The 5.6-pound unit features a nice 14.1-inch wide screen and a 6-cell rear-mounted battery that lasted 3.1 hours on a single charge in our tests. Gateway offers an unusually generous number of options for lengthening that battery life, among them a second 6-cell power pack ($110) designed to fit in the modular bay. More powerful primary batteries--an 8-cell one ($20 more) and a 12-cell model ($60 more)--are also available. (The 12-cell endured for almost 6.5 hours when PC World tested it last year on the Gateway M250, and it makes a nice typing foot too.)
Its features are business oriented, with an emphasis on security. A Trusted Platform Module chip comes embedded for user authentication, and an integrated Smart Card slot, located beneath the PC Card slot on the right side of the unit, offers the option of adding another layer of data protection. For wireless communications, the machine I looked at came with integrated Wi-Fi but not Bluetooth (which costs $50 extra).
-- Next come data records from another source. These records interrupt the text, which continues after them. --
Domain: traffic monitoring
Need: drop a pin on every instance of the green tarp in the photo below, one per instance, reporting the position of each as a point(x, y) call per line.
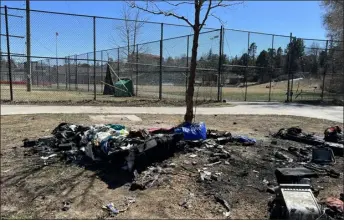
point(124, 88)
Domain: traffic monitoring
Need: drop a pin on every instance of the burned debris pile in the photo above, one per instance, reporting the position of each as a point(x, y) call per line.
point(143, 153)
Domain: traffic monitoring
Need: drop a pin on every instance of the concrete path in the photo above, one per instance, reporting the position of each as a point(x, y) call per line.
point(334, 113)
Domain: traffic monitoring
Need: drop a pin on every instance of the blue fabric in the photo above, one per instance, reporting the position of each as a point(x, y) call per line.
point(244, 139)
point(194, 131)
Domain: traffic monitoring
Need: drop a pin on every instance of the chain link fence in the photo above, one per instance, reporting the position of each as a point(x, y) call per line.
point(72, 54)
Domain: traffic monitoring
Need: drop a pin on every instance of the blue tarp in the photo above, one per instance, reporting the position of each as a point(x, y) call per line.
point(193, 131)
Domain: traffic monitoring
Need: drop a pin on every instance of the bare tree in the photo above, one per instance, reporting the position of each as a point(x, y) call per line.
point(333, 18)
point(199, 22)
point(129, 29)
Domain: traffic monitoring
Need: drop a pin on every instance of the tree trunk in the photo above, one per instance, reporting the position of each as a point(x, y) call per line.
point(190, 90)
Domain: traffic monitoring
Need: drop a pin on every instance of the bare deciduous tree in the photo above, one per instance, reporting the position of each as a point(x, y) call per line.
point(199, 22)
point(129, 29)
point(333, 18)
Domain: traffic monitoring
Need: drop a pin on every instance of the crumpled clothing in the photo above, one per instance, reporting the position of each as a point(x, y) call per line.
point(335, 204)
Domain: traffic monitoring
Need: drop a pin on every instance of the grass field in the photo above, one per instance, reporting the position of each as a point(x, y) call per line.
point(310, 91)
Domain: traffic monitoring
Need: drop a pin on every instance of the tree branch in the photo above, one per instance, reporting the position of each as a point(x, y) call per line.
point(160, 12)
point(206, 14)
point(181, 3)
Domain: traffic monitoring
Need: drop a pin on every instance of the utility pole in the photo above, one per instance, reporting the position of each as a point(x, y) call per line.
point(57, 63)
point(28, 47)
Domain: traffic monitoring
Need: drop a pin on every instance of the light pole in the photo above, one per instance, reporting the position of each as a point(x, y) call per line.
point(57, 63)
point(28, 48)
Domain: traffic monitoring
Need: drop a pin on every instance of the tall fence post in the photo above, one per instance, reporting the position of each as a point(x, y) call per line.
point(8, 54)
point(49, 75)
point(187, 64)
point(248, 59)
point(66, 68)
point(94, 59)
point(28, 48)
point(76, 72)
point(42, 73)
point(324, 74)
point(161, 54)
point(289, 66)
point(137, 69)
point(219, 67)
point(101, 71)
point(88, 74)
point(117, 63)
point(272, 65)
point(69, 80)
point(36, 71)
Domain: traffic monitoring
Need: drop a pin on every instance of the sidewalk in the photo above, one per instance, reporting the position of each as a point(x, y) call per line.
point(334, 113)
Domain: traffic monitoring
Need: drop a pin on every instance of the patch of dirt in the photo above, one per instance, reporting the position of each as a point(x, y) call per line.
point(30, 190)
point(120, 103)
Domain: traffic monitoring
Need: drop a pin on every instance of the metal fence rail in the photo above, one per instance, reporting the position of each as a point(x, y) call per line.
point(71, 62)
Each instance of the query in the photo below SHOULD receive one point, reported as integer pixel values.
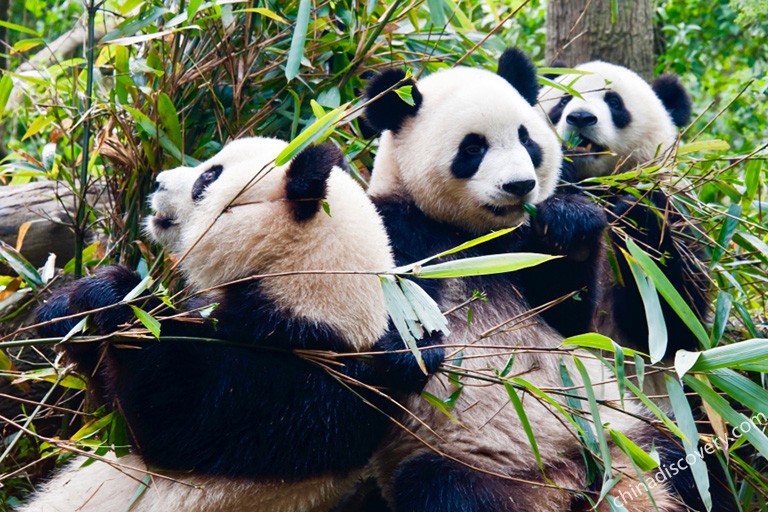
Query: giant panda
(250, 423)
(462, 158)
(617, 123)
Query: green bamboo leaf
(458, 248)
(668, 291)
(440, 405)
(657, 327)
(150, 322)
(597, 341)
(687, 424)
(426, 309)
(602, 441)
(523, 417)
(483, 265)
(733, 356)
(18, 28)
(135, 24)
(703, 145)
(6, 86)
(727, 230)
(644, 461)
(169, 118)
(744, 425)
(741, 389)
(20, 265)
(405, 93)
(267, 13)
(404, 318)
(310, 134)
(722, 313)
(138, 289)
(296, 53)
(92, 427)
(684, 361)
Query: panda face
(188, 200)
(473, 154)
(618, 122)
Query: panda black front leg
(571, 226)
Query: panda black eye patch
(204, 180)
(472, 149)
(619, 113)
(533, 149)
(557, 111)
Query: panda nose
(519, 188)
(581, 118)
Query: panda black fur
(458, 163)
(620, 122)
(251, 429)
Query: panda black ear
(308, 177)
(390, 111)
(516, 68)
(675, 98)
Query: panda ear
(516, 68)
(675, 98)
(308, 178)
(390, 111)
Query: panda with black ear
(248, 424)
(462, 160)
(620, 122)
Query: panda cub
(618, 123)
(463, 160)
(250, 423)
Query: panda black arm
(256, 407)
(649, 225)
(571, 226)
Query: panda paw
(109, 286)
(569, 225)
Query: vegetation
(166, 86)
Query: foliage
(173, 81)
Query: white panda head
(620, 120)
(238, 215)
(471, 150)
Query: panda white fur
(458, 163)
(618, 123)
(248, 428)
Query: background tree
(619, 32)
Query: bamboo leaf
(687, 424)
(727, 230)
(523, 417)
(734, 355)
(703, 145)
(602, 441)
(296, 53)
(722, 313)
(150, 322)
(458, 248)
(644, 461)
(668, 291)
(483, 265)
(657, 327)
(20, 265)
(310, 135)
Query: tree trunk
(579, 31)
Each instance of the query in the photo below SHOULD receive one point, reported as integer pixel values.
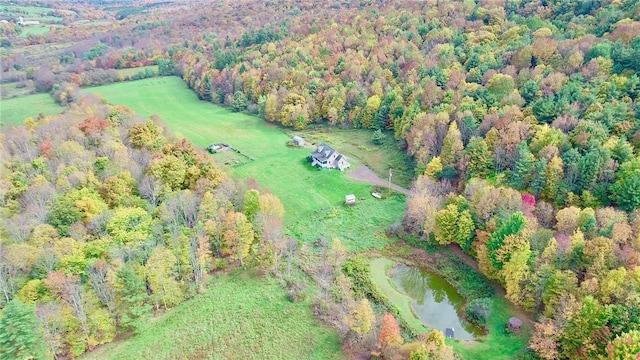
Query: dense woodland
(111, 219)
(522, 118)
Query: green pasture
(238, 317)
(34, 30)
(23, 10)
(497, 344)
(135, 71)
(13, 111)
(313, 198)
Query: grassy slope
(313, 198)
(134, 71)
(14, 111)
(237, 318)
(34, 30)
(497, 345)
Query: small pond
(435, 301)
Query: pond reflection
(434, 300)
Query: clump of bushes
(479, 310)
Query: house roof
(323, 152)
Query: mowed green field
(313, 198)
(14, 111)
(239, 317)
(34, 30)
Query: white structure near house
(350, 199)
(328, 158)
(298, 141)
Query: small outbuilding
(298, 141)
(449, 333)
(515, 325)
(350, 199)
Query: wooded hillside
(522, 118)
(108, 218)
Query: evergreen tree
(538, 176)
(239, 101)
(480, 160)
(513, 226)
(553, 174)
(20, 336)
(452, 145)
(523, 168)
(133, 297)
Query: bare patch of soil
(363, 173)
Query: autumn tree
(389, 332)
(361, 318)
(452, 146)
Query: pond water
(435, 301)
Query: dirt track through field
(363, 173)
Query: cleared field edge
(216, 318)
(378, 268)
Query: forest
(521, 117)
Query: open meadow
(313, 198)
(13, 111)
(238, 317)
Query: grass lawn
(34, 30)
(14, 111)
(498, 344)
(239, 317)
(134, 71)
(313, 198)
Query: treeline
(522, 118)
(544, 104)
(106, 220)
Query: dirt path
(363, 173)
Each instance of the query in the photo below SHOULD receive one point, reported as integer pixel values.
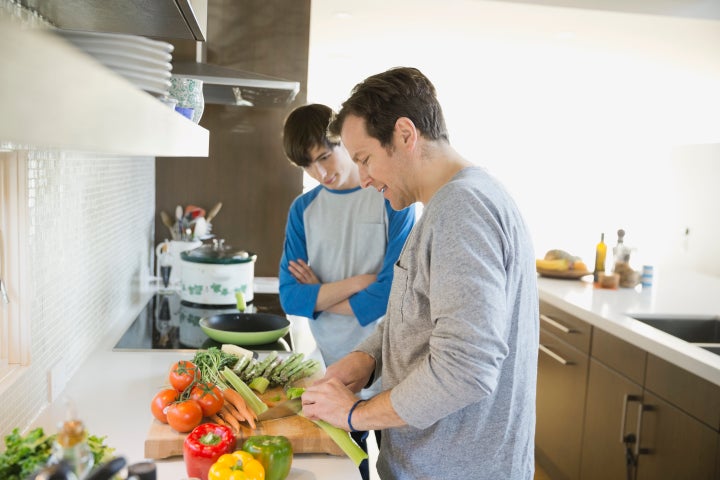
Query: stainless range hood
(228, 86)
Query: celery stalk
(344, 441)
(338, 435)
(259, 384)
(255, 404)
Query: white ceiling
(704, 9)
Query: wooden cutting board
(306, 437)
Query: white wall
(578, 112)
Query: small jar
(189, 94)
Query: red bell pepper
(204, 445)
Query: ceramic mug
(188, 92)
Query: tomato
(184, 416)
(209, 396)
(161, 401)
(183, 374)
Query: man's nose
(365, 179)
(318, 170)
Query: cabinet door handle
(641, 408)
(553, 355)
(554, 323)
(3, 293)
(627, 398)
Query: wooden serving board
(306, 437)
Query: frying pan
(245, 328)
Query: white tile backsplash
(91, 236)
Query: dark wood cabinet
(562, 376)
(603, 402)
(676, 445)
(613, 402)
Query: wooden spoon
(168, 222)
(213, 211)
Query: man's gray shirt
(459, 344)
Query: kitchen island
(673, 294)
(112, 393)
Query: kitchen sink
(696, 329)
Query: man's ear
(405, 132)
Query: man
(341, 242)
(457, 351)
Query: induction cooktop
(169, 323)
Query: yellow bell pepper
(239, 465)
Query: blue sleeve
(371, 303)
(296, 298)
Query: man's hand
(329, 401)
(302, 272)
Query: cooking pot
(213, 273)
(191, 335)
(245, 328)
(168, 254)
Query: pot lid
(217, 253)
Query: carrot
(243, 416)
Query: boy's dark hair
(305, 128)
(383, 98)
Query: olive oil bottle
(600, 253)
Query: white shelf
(53, 95)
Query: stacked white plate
(143, 62)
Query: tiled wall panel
(90, 237)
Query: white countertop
(112, 392)
(676, 293)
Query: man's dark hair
(383, 98)
(305, 128)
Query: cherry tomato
(161, 401)
(184, 416)
(183, 374)
(209, 396)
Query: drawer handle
(555, 323)
(553, 355)
(627, 398)
(641, 451)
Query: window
(14, 315)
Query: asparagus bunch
(273, 370)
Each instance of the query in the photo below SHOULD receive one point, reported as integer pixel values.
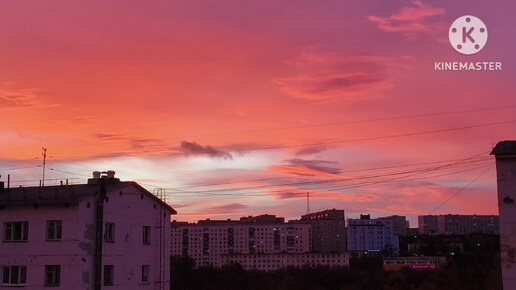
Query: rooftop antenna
(44, 154)
(307, 202)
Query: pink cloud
(412, 20)
(326, 76)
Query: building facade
(207, 241)
(505, 154)
(328, 230)
(399, 223)
(106, 233)
(458, 224)
(372, 235)
(427, 225)
(275, 261)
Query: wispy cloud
(19, 98)
(311, 150)
(324, 76)
(412, 20)
(192, 148)
(226, 208)
(303, 167)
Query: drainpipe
(99, 223)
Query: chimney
(96, 174)
(505, 155)
(110, 174)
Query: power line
(357, 121)
(462, 189)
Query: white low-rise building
(87, 236)
(372, 235)
(206, 241)
(272, 262)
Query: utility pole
(44, 154)
(307, 202)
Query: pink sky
(260, 102)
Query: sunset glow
(239, 108)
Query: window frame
(10, 231)
(57, 230)
(21, 275)
(146, 235)
(109, 232)
(108, 275)
(145, 278)
(54, 273)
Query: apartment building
(103, 234)
(372, 235)
(454, 224)
(208, 240)
(328, 230)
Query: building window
(109, 232)
(145, 273)
(14, 275)
(52, 275)
(146, 235)
(54, 229)
(16, 231)
(109, 275)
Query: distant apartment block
(328, 230)
(105, 234)
(414, 263)
(428, 225)
(399, 223)
(208, 240)
(372, 235)
(458, 224)
(275, 261)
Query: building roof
(507, 147)
(65, 193)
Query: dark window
(146, 235)
(14, 275)
(109, 232)
(16, 231)
(54, 229)
(52, 275)
(109, 275)
(145, 273)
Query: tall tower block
(505, 154)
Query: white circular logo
(468, 34)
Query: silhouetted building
(372, 235)
(458, 224)
(399, 224)
(207, 241)
(82, 236)
(428, 225)
(275, 261)
(328, 230)
(505, 154)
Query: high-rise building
(328, 230)
(428, 225)
(399, 224)
(207, 241)
(458, 224)
(372, 235)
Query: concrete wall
(506, 179)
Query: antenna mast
(44, 154)
(307, 202)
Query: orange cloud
(412, 20)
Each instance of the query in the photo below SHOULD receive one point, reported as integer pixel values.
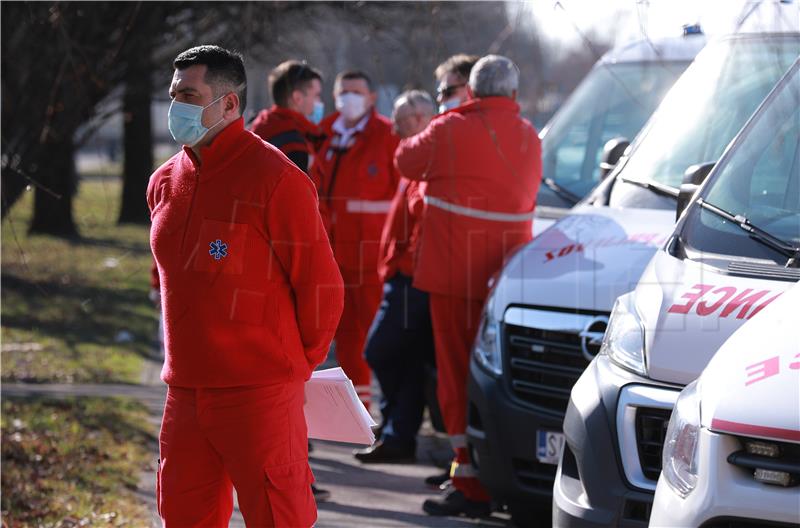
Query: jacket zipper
(191, 209)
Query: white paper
(334, 411)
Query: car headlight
(624, 339)
(679, 458)
(487, 342)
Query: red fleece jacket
(250, 289)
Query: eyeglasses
(449, 91)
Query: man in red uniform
(291, 124)
(401, 346)
(482, 165)
(251, 297)
(356, 180)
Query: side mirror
(692, 178)
(612, 152)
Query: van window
(702, 114)
(759, 179)
(614, 100)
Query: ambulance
(548, 309)
(732, 450)
(734, 251)
(611, 104)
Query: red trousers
(361, 301)
(253, 439)
(455, 325)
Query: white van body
(748, 398)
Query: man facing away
(482, 165)
(401, 345)
(291, 124)
(356, 179)
(251, 296)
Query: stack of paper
(334, 411)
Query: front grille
(543, 366)
(535, 475)
(651, 430)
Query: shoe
(453, 503)
(382, 453)
(436, 481)
(320, 495)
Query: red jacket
(356, 187)
(483, 165)
(250, 291)
(402, 230)
(289, 131)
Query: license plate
(549, 446)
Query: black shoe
(320, 495)
(382, 453)
(436, 481)
(453, 503)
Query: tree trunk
(138, 143)
(52, 201)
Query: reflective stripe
(369, 206)
(477, 213)
(458, 441)
(462, 471)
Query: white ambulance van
(611, 104)
(734, 251)
(732, 451)
(546, 315)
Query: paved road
(381, 495)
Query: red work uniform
(356, 181)
(482, 164)
(290, 132)
(251, 298)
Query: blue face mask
(318, 113)
(186, 122)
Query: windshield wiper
(567, 195)
(756, 233)
(662, 190)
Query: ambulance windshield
(758, 180)
(614, 100)
(703, 112)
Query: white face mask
(351, 105)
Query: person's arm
(414, 156)
(301, 245)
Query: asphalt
(374, 495)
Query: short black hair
(223, 67)
(354, 74)
(289, 76)
(460, 64)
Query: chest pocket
(220, 247)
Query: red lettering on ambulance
(703, 308)
(691, 297)
(745, 300)
(763, 305)
(763, 369)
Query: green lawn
(76, 311)
(74, 462)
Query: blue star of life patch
(219, 249)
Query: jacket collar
(222, 149)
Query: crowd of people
(380, 235)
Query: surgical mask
(351, 105)
(186, 122)
(453, 102)
(318, 113)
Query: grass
(76, 310)
(74, 462)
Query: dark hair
(224, 67)
(290, 76)
(460, 65)
(354, 74)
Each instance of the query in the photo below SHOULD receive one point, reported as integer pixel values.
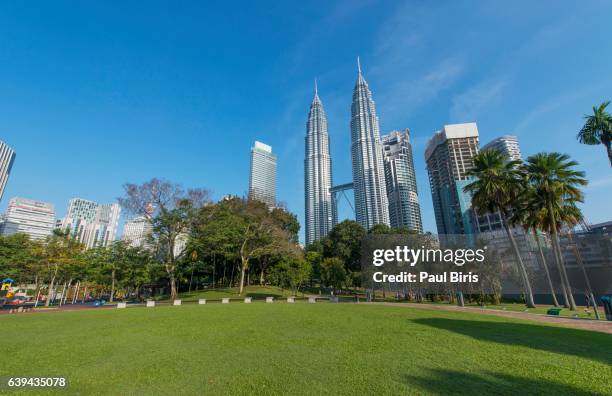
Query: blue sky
(96, 94)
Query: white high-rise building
(404, 208)
(30, 217)
(137, 231)
(262, 180)
(7, 158)
(371, 205)
(507, 145)
(91, 223)
(319, 209)
(449, 156)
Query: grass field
(257, 292)
(303, 348)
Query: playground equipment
(6, 291)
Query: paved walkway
(583, 324)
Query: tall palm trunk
(550, 285)
(564, 288)
(113, 273)
(560, 261)
(243, 267)
(51, 287)
(522, 270)
(586, 277)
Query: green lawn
(303, 348)
(541, 309)
(257, 292)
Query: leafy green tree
(556, 185)
(314, 256)
(61, 252)
(498, 184)
(246, 229)
(291, 273)
(344, 242)
(598, 129)
(333, 273)
(529, 212)
(15, 254)
(171, 211)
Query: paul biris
(409, 277)
(404, 254)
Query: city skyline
(369, 188)
(132, 103)
(320, 213)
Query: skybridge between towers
(341, 189)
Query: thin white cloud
(472, 103)
(600, 182)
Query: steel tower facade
(320, 212)
(371, 205)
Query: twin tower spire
(371, 205)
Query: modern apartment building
(404, 208)
(320, 212)
(507, 145)
(371, 205)
(262, 180)
(137, 231)
(449, 156)
(7, 158)
(91, 223)
(30, 217)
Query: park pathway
(583, 324)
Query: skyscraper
(449, 156)
(404, 208)
(371, 206)
(7, 158)
(262, 180)
(28, 216)
(91, 223)
(320, 213)
(507, 145)
(136, 231)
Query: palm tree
(529, 215)
(598, 129)
(497, 185)
(556, 187)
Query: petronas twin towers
(371, 206)
(320, 213)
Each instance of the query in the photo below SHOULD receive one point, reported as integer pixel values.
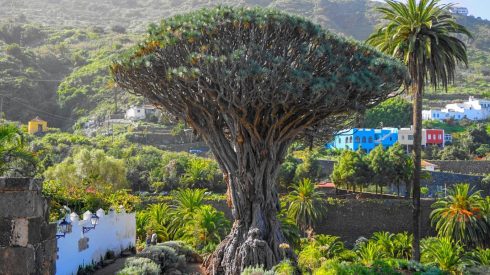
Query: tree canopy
(250, 82)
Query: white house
(141, 112)
(405, 136)
(473, 109)
(459, 10)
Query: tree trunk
(256, 233)
(417, 90)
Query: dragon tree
(250, 82)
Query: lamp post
(94, 220)
(62, 228)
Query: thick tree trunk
(256, 233)
(417, 146)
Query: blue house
(366, 139)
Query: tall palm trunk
(417, 91)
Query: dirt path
(192, 269)
(112, 268)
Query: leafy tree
(443, 252)
(454, 152)
(352, 169)
(186, 203)
(247, 81)
(394, 112)
(15, 158)
(425, 36)
(402, 166)
(201, 173)
(92, 170)
(461, 217)
(306, 205)
(381, 166)
(207, 228)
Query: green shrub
(368, 252)
(256, 271)
(140, 266)
(164, 256)
(444, 253)
(480, 256)
(284, 268)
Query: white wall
(116, 232)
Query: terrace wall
(353, 218)
(27, 240)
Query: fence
(113, 232)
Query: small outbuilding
(37, 125)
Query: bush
(369, 252)
(256, 271)
(444, 253)
(164, 256)
(284, 268)
(140, 266)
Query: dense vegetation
(54, 54)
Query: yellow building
(37, 125)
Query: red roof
(37, 119)
(326, 185)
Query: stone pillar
(27, 240)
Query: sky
(477, 8)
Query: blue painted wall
(367, 139)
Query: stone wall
(441, 180)
(463, 166)
(352, 218)
(27, 240)
(114, 232)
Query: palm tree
(15, 158)
(460, 216)
(206, 230)
(306, 205)
(425, 36)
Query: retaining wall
(480, 167)
(27, 240)
(114, 232)
(353, 218)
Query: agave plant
(443, 252)
(206, 229)
(402, 243)
(385, 240)
(329, 246)
(306, 205)
(289, 229)
(480, 256)
(186, 203)
(160, 220)
(461, 216)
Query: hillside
(54, 53)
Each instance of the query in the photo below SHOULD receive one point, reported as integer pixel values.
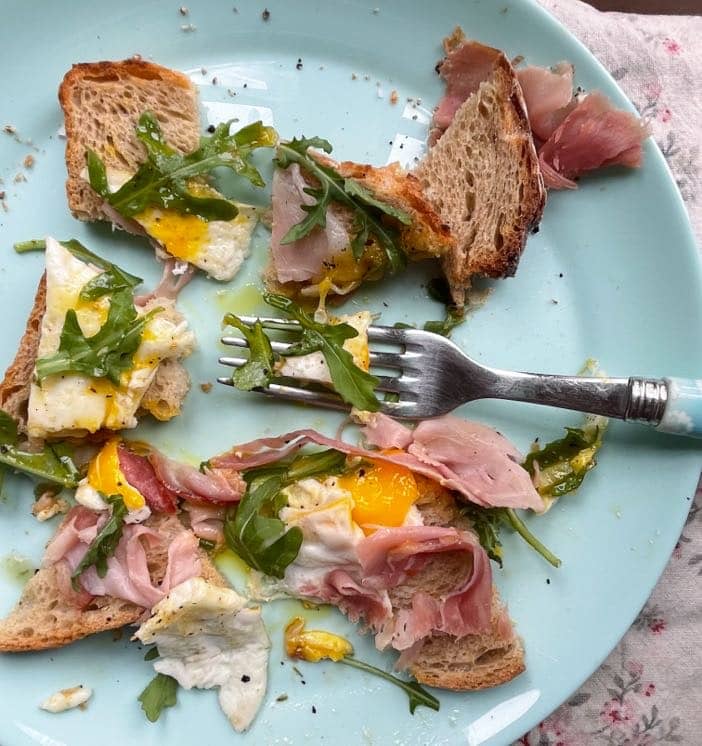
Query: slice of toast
(483, 178)
(163, 399)
(475, 661)
(44, 618)
(427, 235)
(102, 103)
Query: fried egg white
(208, 638)
(334, 515)
(313, 367)
(75, 404)
(218, 247)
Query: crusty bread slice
(483, 178)
(44, 618)
(163, 399)
(102, 103)
(427, 235)
(14, 388)
(474, 661)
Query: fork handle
(672, 405)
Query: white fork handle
(672, 405)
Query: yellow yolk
(183, 236)
(382, 494)
(105, 475)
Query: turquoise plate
(613, 274)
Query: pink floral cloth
(650, 688)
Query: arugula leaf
(110, 351)
(438, 290)
(258, 371)
(104, 544)
(54, 463)
(253, 529)
(418, 696)
(85, 255)
(368, 211)
(8, 428)
(561, 465)
(163, 179)
(255, 532)
(160, 692)
(454, 317)
(487, 523)
(355, 386)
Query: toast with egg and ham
(102, 103)
(482, 173)
(474, 661)
(163, 398)
(51, 613)
(323, 262)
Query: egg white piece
(74, 403)
(218, 247)
(208, 638)
(323, 512)
(67, 699)
(313, 367)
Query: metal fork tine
(275, 323)
(291, 393)
(239, 342)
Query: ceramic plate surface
(612, 274)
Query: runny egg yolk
(382, 494)
(183, 236)
(105, 475)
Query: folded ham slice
(467, 457)
(127, 574)
(578, 133)
(217, 486)
(303, 259)
(593, 135)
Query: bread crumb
(48, 505)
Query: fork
(434, 376)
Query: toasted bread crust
(483, 177)
(102, 102)
(476, 661)
(427, 235)
(44, 619)
(14, 389)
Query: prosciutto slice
(142, 476)
(217, 486)
(127, 576)
(548, 94)
(577, 133)
(593, 135)
(467, 457)
(303, 259)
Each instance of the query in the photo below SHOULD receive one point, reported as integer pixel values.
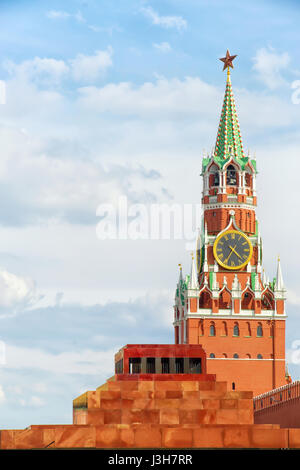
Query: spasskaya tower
(227, 304)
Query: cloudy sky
(107, 100)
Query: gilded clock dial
(232, 249)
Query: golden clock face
(232, 249)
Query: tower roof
(229, 140)
(229, 143)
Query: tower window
(212, 330)
(259, 331)
(236, 330)
(195, 365)
(165, 365)
(179, 367)
(150, 365)
(231, 178)
(134, 365)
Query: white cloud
(269, 65)
(89, 68)
(163, 47)
(2, 395)
(176, 22)
(57, 14)
(15, 291)
(83, 67)
(45, 69)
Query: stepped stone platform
(185, 412)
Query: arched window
(212, 330)
(224, 329)
(236, 330)
(231, 177)
(248, 179)
(248, 300)
(267, 301)
(259, 331)
(201, 329)
(225, 299)
(205, 300)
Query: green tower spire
(229, 143)
(229, 140)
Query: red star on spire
(228, 60)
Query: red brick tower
(226, 303)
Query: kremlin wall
(224, 382)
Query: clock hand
(233, 249)
(226, 260)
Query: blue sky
(105, 99)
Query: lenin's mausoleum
(224, 383)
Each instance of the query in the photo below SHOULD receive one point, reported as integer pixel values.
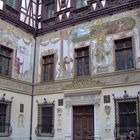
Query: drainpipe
(34, 65)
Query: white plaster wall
(22, 45)
(20, 131)
(58, 134)
(105, 124)
(108, 121)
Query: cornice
(77, 16)
(17, 86)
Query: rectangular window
(45, 120)
(5, 60)
(124, 54)
(12, 3)
(3, 118)
(5, 111)
(127, 118)
(82, 61)
(48, 67)
(80, 3)
(49, 8)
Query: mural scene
(99, 35)
(22, 46)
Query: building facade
(69, 69)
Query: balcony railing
(5, 130)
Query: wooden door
(83, 123)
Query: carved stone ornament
(107, 109)
(84, 83)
For a notebook equipped with a fast 2-GHz Core Duo T2500 processor and 512MB of DDR2-667 SDRAM, the M255-E has good speed, as it earned a WorldBench 5 score of 90; in comparison, the average score for seven notebooks we tested with the same chip but twice the RAM is 95.
Though the M255-E has a short keystroke, it isn't off-putting. The keyboard layout is good, and the left mouse button is larger than the right one, always a welcome ergonomic touch. The handy jog wheel once located on the front of previous versions of this notebook has been eliminated (the Fn key, combined with the PgUp and PgDn keys, has taken over the job of volume control), but it's no great loss considering that audio is not this notebook's forte. A Wi-Fi switch, which is missing, would be a nice addition.
The notebook's connections should be more than enough for most small offices: It includes FireWire, basic audio ports, four USB ports, and a three-in-one memory card reader (seven-in-one if you count all the flavors of SD, Memory Stick, and MultiMediaCard). This unit came with an 80GB hard drive and a dual-format DVD drive. Video is integrated only, with no dedicated graphics card option. Microsoft Works 8.5 rounds out the offering.
The M255-E is user upgradable; its two memory chips and hard drive are all located in the same easy-to-access bottom compartment. An extra-cost $180 port replicator that hangs off the left side of the notebook is the only docking option.
All in all, the M255-E has its faults, including weak speakers, but it hits most of the right notes for small businesses in need of a security-oriented travel notebook with good battery life.